Untuk beberapa saat Defandra diam saja menunggu jawaban perempuan itu, tetapi yang dia dapati hanyalah wajah canggung, bingung, dan keberatan. Defandra tersenyum kecil, sama sekali tidak ingin membebani Resa atas keinginannya. Dia berdiri setelah meletakkan kotak berukuran sedang di meja.
"Jangan terlalu terbebani. Itu bukan paksaan sama sekali." Dia mengambil ponselnya dan mengantonginya. "Kebetulan baju keluarga bikinan mamaku kelebihan satu."
"Kamu mau pergi?" tanya Resa setelah terdiam cukup lama.
Defandra mengangguk kecil. "Aku sudah kenyang."
"Ah, uang kamu."
"Kembalikan kalau kamu sudah pulang nanti."

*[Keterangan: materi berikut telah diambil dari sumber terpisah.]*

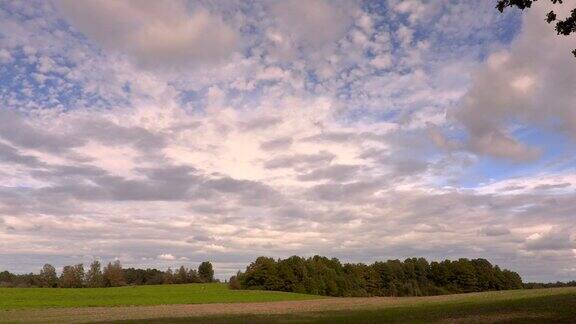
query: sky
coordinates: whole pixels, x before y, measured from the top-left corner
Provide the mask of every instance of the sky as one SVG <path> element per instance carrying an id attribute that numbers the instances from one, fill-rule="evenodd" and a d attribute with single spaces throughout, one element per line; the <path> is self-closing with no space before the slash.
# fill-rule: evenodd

Defandra mengakhiri obrolan itu dengan senyuman kecil, lalu bilang akan pulang dan Resa sama sekali tidak bereaksi. Dia melangkah yakin keluar kamar kost itu, tetapi dia kira hatinya tidak yakin. Dia menyesali apa yang telah dia lakukan barusan.
Sementara masih terpaku di tempat, Resa menatap kotak berisi kebaya itu dengan perasaan yang sulit sekali dia terjemahkan. Terlalu banyak pertanyaan di kepalanya yang seharusnya dia tanyakan kepada Defandra tadi. Namun dia terlalu terkejut untuk bersuara, dan bahkan merasa hampir hilang kesadaran.
Sehingga, dia biarkan Defandra pergi dengan perasaan kecewa yang berujung penyesalan.
Saat berhasil menguasai diri, Resa tahu dia terlalu lambat dalam memberikan reaksi di situasi darurat.
Resa berpikir keras, apakah mungkin dia belum terlambat memberi jawaban.
Tbc...
07 July 2024
KAMU SEDANG MEMBACA
Bukan Cinderella
ChickLit(18+) ❝Kutukan jatuh cinta hanya sekali seumur hidup itu nyata, dan saya belum pernah mencintai orang lain lagi selain kamu. Saya kira hanya belum menemukan orang yang tepat, tapi ternyata bukan karena itu: karena cinta saya masih tersimpan sepenuh...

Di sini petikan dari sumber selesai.